In Depth

Google’s new Gmail: five key changes in the 2018 redesign

Self-destructing emails and heightened security feature in the update

Google is launching the most extensive redesign of its Gmail service in years, featuring a brand new look and a host of security features. 

The raft of upgrades will be coming to Gmail’s online service, which can be accessed through web browsers such as Chrome and Safari. 

Google’s Gmail app for smartphones will not see the changes as this service undergoes updates more frequently. 

Upgrades to the web service will be rolling out over the coming weeks. Here are five key changes Gmail users can expect: 

An all-new look

Gmail’s design has only undergone minor tweaks in recent years, says Wired, but the new version has a revamped style in a bid to catch up with key rivals such as Microsoft’s Outlook. 

The overall layout of Gmail appears to be similar to the older version, but the update has a brighter interface with a white background and more colourful menu symbols. The service also appears to be more streamlined. Easy-to-access menu tabs run along the top of the interface. 

Nudging and snoozing

Users who receive hundreds of emails a day can miss important messages, so Google has introduced a new nudging mode to ensure high-priority memos are never sent to the bottom of the pile. 

The system works using an artificial intelligence (AI) programme developed by the internet giant, TechCrunch reports. This scans your emails and finds the select few that are high priority. 

The AI then pins those emails to the top of your inbox for several days until you reply to the message, says TechCrunch.  

Meanwhile, Gmail users can choose to be re-alerted to an email using the new Snooze function, a similar feature to an alarm clock. 

Users who spot an important email, but do not have the time to respond to it, can be sent another alert about the message at a later time, says Business Insider. You can receive a second alert from Gmail either later in the day or at a future date of your choice.  

Self-destructing emails

Another new option in the Gmail update is “Confidential Mode”, says NBC News. This allows users to choose whether an email can self-destruct after a certain amount of time. 

According to the news site, users can select whether the email they send vanishes from the receiver’s inbox after 24 hours, five days or even up to a year. 

Two-factor security

Google is offering two-factor authentication where Gmail users must verify access to their emails after typing in their password. This is designed to protect users’ accounts for several years. The company is now expanding the security feature for emails. 

According to Digital Trends, users can send an email that requires a security code to access. Gmail automatically sends the code to the recipient’s phone or tablet, which he or she must input when opening the email in order to view it. 
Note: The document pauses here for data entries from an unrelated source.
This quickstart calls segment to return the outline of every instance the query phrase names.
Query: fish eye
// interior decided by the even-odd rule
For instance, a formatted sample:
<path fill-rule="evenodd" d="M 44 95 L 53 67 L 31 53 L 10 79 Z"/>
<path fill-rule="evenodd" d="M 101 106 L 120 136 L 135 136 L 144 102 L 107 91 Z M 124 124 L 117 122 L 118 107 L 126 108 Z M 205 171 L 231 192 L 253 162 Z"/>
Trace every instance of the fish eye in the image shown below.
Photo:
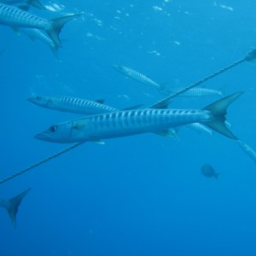
<path fill-rule="evenodd" d="M 56 125 L 52 125 L 49 128 L 50 132 L 55 132 L 56 129 L 57 129 Z"/>

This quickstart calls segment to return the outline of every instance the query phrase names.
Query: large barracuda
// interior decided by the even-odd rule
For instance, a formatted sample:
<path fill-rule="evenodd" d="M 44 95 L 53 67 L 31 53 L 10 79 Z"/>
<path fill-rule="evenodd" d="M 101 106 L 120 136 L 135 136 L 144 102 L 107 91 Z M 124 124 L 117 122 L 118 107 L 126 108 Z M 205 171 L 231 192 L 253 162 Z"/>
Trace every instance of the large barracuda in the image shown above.
<path fill-rule="evenodd" d="M 203 109 L 136 109 L 88 116 L 50 126 L 36 138 L 59 143 L 101 142 L 102 139 L 154 132 L 166 134 L 170 128 L 202 123 L 235 140 L 225 126 L 226 108 L 242 92 L 224 97 Z"/>
<path fill-rule="evenodd" d="M 0 207 L 6 209 L 15 228 L 16 228 L 16 214 L 18 212 L 19 207 L 22 199 L 25 195 L 26 195 L 30 189 L 26 189 L 11 199 L 0 199 Z"/>
<path fill-rule="evenodd" d="M 102 100 L 99 101 L 89 101 L 85 99 L 80 99 L 76 97 L 70 96 L 38 96 L 35 97 L 31 97 L 27 99 L 30 102 L 34 103 L 38 106 L 50 108 L 54 110 L 81 113 L 84 115 L 93 115 L 102 113 L 110 113 L 116 112 L 119 109 L 107 106 L 103 103 Z M 139 105 L 140 106 L 140 105 Z M 137 107 L 137 106 L 135 106 Z M 126 108 L 129 109 L 129 108 Z M 195 123 L 186 125 L 191 127 L 191 129 L 196 130 L 198 131 L 203 131 L 206 133 L 212 134 L 212 131 L 207 129 L 201 124 Z M 169 130 L 169 136 L 178 138 L 177 129 L 173 131 Z"/>
<path fill-rule="evenodd" d="M 61 47 L 59 34 L 63 26 L 77 16 L 78 15 L 71 15 L 49 20 L 15 6 L 0 3 L 0 24 L 15 28 L 32 27 L 43 29 L 59 47 Z"/>
<path fill-rule="evenodd" d="M 112 65 L 112 67 L 116 71 L 122 73 L 123 75 L 125 75 L 128 78 L 133 79 L 134 80 L 136 80 L 139 83 L 149 85 L 151 87 L 154 87 L 160 90 L 162 90 L 161 84 L 154 82 L 152 79 L 150 79 L 147 76 L 143 75 L 143 73 L 141 73 L 134 69 L 131 69 L 131 67 L 127 67 L 125 66 L 119 66 L 119 65 Z"/>
<path fill-rule="evenodd" d="M 27 100 L 43 108 L 85 115 L 118 111 L 117 108 L 102 104 L 101 100 L 93 102 L 68 96 L 44 96 L 28 98 Z"/>
<path fill-rule="evenodd" d="M 15 4 L 15 3 L 26 3 L 30 5 L 32 5 L 33 7 L 44 9 L 45 7 L 38 1 L 38 0 L 1 0 L 0 3 L 5 3 L 5 4 Z"/>

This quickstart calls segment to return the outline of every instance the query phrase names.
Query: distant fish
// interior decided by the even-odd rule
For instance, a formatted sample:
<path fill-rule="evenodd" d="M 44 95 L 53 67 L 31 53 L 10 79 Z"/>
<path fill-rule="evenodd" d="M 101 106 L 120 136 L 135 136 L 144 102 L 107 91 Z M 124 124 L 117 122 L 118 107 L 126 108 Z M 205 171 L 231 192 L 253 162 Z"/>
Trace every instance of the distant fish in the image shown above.
<path fill-rule="evenodd" d="M 118 111 L 117 108 L 102 104 L 102 100 L 93 102 L 68 96 L 38 96 L 27 100 L 43 108 L 85 115 Z"/>
<path fill-rule="evenodd" d="M 45 9 L 45 7 L 38 0 L 0 0 L 0 3 L 5 3 L 5 4 L 15 4 L 15 3 L 26 3 L 32 5 L 33 7 L 36 7 L 38 9 Z"/>
<path fill-rule="evenodd" d="M 133 79 L 134 80 L 136 80 L 139 83 L 149 85 L 150 87 L 156 88 L 160 90 L 163 90 L 164 85 L 155 83 L 154 81 L 153 81 L 147 76 L 143 75 L 141 73 L 138 73 L 137 71 L 136 71 L 131 67 L 127 67 L 125 66 L 119 66 L 119 65 L 112 65 L 112 67 L 116 71 L 122 73 L 123 75 L 125 75 L 128 78 Z"/>
<path fill-rule="evenodd" d="M 162 91 L 162 94 L 171 95 L 181 90 L 182 88 L 174 89 L 174 90 L 165 90 Z M 221 90 L 218 90 L 197 87 L 197 88 L 192 88 L 188 90 L 186 92 L 181 94 L 179 97 L 197 97 L 197 96 L 218 96 L 222 97 L 224 96 L 224 94 Z"/>
<path fill-rule="evenodd" d="M 38 39 L 47 44 L 55 56 L 58 58 L 59 46 L 45 33 L 37 28 L 20 28 L 20 32 L 27 35 L 32 40 Z"/>
<path fill-rule="evenodd" d="M 50 126 L 35 138 L 57 143 L 101 142 L 102 139 L 154 132 L 166 136 L 170 128 L 202 123 L 237 140 L 224 125 L 227 108 L 241 95 L 236 92 L 203 109 L 135 109 L 90 115 Z"/>
<path fill-rule="evenodd" d="M 237 144 L 256 163 L 256 152 L 241 140 L 237 140 Z"/>
<path fill-rule="evenodd" d="M 19 206 L 22 199 L 24 198 L 24 196 L 31 189 L 28 189 L 11 199 L 3 199 L 3 198 L 0 199 L 0 207 L 7 210 L 15 228 L 16 228 L 16 214 L 18 212 Z"/>
<path fill-rule="evenodd" d="M 0 24 L 11 27 L 31 27 L 43 29 L 55 42 L 61 47 L 59 34 L 63 26 L 79 16 L 71 15 L 51 20 L 38 17 L 17 7 L 0 3 Z"/>
<path fill-rule="evenodd" d="M 218 180 L 219 173 L 216 173 L 212 166 L 205 164 L 201 167 L 201 172 L 203 176 L 207 177 L 215 177 Z"/>

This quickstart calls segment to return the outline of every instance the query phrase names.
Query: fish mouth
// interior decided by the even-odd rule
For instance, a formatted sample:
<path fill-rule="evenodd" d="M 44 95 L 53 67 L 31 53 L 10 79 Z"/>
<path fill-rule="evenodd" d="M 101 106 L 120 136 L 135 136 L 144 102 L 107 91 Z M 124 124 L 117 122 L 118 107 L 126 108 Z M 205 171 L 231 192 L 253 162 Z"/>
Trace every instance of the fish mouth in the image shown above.
<path fill-rule="evenodd" d="M 47 141 L 47 142 L 51 142 L 52 140 L 50 139 L 49 133 L 47 131 L 43 131 L 40 133 L 38 133 L 34 136 L 34 138 L 37 140 L 40 141 Z"/>
<path fill-rule="evenodd" d="M 31 98 L 27 98 L 26 101 L 32 102 L 32 103 L 34 103 L 35 102 L 35 98 L 33 97 L 31 97 Z"/>

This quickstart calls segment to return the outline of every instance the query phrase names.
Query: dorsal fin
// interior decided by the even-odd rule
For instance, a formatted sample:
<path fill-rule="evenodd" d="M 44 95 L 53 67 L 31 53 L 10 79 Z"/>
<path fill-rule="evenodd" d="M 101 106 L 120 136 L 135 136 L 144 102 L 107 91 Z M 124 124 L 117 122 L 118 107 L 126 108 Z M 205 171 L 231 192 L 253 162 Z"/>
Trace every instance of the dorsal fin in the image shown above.
<path fill-rule="evenodd" d="M 101 104 L 103 104 L 105 102 L 105 100 L 103 99 L 99 99 L 99 100 L 96 100 L 95 101 L 96 102 L 98 102 L 98 103 L 101 103 Z"/>
<path fill-rule="evenodd" d="M 131 106 L 125 108 L 123 108 L 122 110 L 132 110 L 132 109 L 137 109 L 140 107 L 143 106 L 143 104 L 138 104 L 138 105 L 134 105 L 134 106 Z"/>

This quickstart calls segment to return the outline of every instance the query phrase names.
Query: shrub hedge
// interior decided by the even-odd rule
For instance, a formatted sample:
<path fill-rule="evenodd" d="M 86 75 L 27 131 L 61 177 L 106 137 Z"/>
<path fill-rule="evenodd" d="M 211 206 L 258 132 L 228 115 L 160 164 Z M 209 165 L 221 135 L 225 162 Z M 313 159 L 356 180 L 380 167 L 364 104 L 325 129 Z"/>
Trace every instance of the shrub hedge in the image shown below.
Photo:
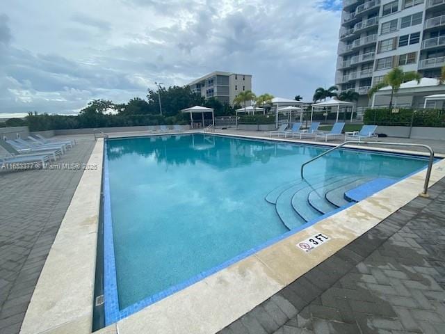
<path fill-rule="evenodd" d="M 398 113 L 392 109 L 382 108 L 367 109 L 363 118 L 364 124 L 388 126 L 411 125 L 413 127 L 445 127 L 445 111 L 439 109 L 399 109 Z"/>

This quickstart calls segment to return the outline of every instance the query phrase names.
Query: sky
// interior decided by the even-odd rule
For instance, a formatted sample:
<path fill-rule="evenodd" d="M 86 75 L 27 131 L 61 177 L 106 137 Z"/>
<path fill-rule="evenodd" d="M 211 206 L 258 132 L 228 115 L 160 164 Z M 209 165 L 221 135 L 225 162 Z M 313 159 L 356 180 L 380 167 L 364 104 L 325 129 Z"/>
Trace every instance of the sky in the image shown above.
<path fill-rule="evenodd" d="M 0 118 L 76 113 L 215 70 L 286 98 L 334 84 L 341 0 L 0 3 Z"/>

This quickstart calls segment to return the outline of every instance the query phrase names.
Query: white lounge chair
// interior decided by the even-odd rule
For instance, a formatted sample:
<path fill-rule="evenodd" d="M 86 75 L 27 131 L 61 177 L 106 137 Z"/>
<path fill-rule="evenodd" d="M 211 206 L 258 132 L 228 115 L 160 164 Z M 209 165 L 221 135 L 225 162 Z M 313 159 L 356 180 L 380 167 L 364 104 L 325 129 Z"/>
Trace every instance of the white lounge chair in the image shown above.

This helps ensure the recipient is the only person who opens the confidential email, even if the user’s Gmail account has been left open on a public computer. 

High-priority notifications

Notifications for high-priority emails have been available on the Gmail smartphone app for some time, but now they’re coming to the web version of the service. 

This mode uses Google’s AI programme to sift through high-priority emails that enter a user’s inbox, identifying which ones are vital to the receiver, The Verge says, and which ones can be viewed at a later date.